Node affinity or node selectors are the appropriate methods to ensure that your Angular and Node.js apps are deployed on separate worker nodes in Kubernetes. Taints and tolerations may not be suitable in this case as they would require explicit tolerations for each pod, leading to wastage of resources if not specified. By using node affinity or node selectors, you can specify rules based on node labels, guaranteeing the desired separation of your apps on different nodes.
Can you help me to understand why we use sa
Service Accounts (SA) in Kubernetes are used to authenticate pods with the API server, control their permissions, and enhance cluster security.
@@DevOpsPro Thanku
Colud you please tell me that application wants to connect to the cluster for creating the resource or to retrive that data…so here my question is that what is the type of application?? I mean application means its prometheus or some other ?

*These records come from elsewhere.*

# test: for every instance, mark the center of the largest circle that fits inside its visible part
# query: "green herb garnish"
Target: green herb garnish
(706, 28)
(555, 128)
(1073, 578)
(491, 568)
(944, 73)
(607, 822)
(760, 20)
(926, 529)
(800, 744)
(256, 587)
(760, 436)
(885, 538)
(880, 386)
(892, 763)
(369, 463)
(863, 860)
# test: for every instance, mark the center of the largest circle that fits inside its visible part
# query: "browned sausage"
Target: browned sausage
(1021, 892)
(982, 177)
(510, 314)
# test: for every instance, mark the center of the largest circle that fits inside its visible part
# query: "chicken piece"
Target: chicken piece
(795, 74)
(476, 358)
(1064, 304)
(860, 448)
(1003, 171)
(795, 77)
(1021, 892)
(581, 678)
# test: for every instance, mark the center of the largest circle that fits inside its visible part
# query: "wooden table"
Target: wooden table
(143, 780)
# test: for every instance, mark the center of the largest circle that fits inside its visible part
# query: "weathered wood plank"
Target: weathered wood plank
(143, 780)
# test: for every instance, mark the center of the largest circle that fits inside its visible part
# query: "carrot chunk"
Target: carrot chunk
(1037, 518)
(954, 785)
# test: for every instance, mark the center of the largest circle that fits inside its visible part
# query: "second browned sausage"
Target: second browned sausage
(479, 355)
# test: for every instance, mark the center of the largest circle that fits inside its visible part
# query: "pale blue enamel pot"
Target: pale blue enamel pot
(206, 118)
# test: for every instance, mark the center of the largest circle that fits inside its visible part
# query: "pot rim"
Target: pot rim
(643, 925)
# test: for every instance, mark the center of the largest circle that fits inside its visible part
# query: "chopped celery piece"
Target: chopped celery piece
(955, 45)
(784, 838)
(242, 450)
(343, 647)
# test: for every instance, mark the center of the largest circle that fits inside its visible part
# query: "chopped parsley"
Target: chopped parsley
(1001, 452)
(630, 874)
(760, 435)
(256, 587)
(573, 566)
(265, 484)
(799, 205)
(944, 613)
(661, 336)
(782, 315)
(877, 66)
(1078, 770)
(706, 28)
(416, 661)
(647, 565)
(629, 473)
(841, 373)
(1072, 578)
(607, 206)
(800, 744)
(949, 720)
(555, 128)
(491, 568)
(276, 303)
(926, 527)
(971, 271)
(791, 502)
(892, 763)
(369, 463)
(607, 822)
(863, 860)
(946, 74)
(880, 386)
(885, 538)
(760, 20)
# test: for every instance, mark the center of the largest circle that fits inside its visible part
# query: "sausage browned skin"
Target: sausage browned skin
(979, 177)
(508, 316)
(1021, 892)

yes any kind of application, like your said prometheus for monitoring, or kubernetes dashboard to manage the cluster from a website, or some ci/cd tool like jenkins which spins up a pod whenever it has to execute a pipeline
Hi Riya. The command you showed in the video to create TOKEN is not working. I have created cluster using eks version 1.25. Expecting your response. Thank you
Can you please share the error message?
I also got the same error, upgrade kubectl It will work
Hi Riya, One of the interviewer ask me one question that i did not answer, the question was In Kubernates i am having deployment its having 10 PODS running it’s a Payment service and one payment failed and now I need to check log but i do not know in which POD the request that went so how can i check the log of 10 PODS?
You can start by listing all the pods of your payment service deployment using the command kubectl get pods. Once you have the list of pods, you can narrow down the problematic one by checking their logs using kubectl logs . This will help you identify the pod that processed the payment request. To investigate the reason for the failure, you can examine the logs for any error messages or exceptions that might provide insights into what went wrong.

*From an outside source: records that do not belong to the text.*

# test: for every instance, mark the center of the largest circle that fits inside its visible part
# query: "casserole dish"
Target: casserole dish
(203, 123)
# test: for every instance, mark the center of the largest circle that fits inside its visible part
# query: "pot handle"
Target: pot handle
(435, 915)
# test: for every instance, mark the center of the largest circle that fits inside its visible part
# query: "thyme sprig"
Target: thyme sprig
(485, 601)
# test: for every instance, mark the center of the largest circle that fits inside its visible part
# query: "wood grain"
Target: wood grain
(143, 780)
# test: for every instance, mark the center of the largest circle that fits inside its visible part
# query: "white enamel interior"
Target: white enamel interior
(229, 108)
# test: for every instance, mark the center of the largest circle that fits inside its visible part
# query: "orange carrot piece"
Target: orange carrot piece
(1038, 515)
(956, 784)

@@DevOpsPro understood Thanks for the response 😊
@@DevOpsPro still he need to check logs in all the 10 pods. 10 pods are running of payment-service which is stateless, the fault request can be served by any 1 from the 10 pod, how developer will identify the faulty request is served by which pod, I am assuming no log monitoring is set up
better to teach in English as well
There are thousands of videos in English go and check there...
Most of the people's understand better in hindi so don't misguide her.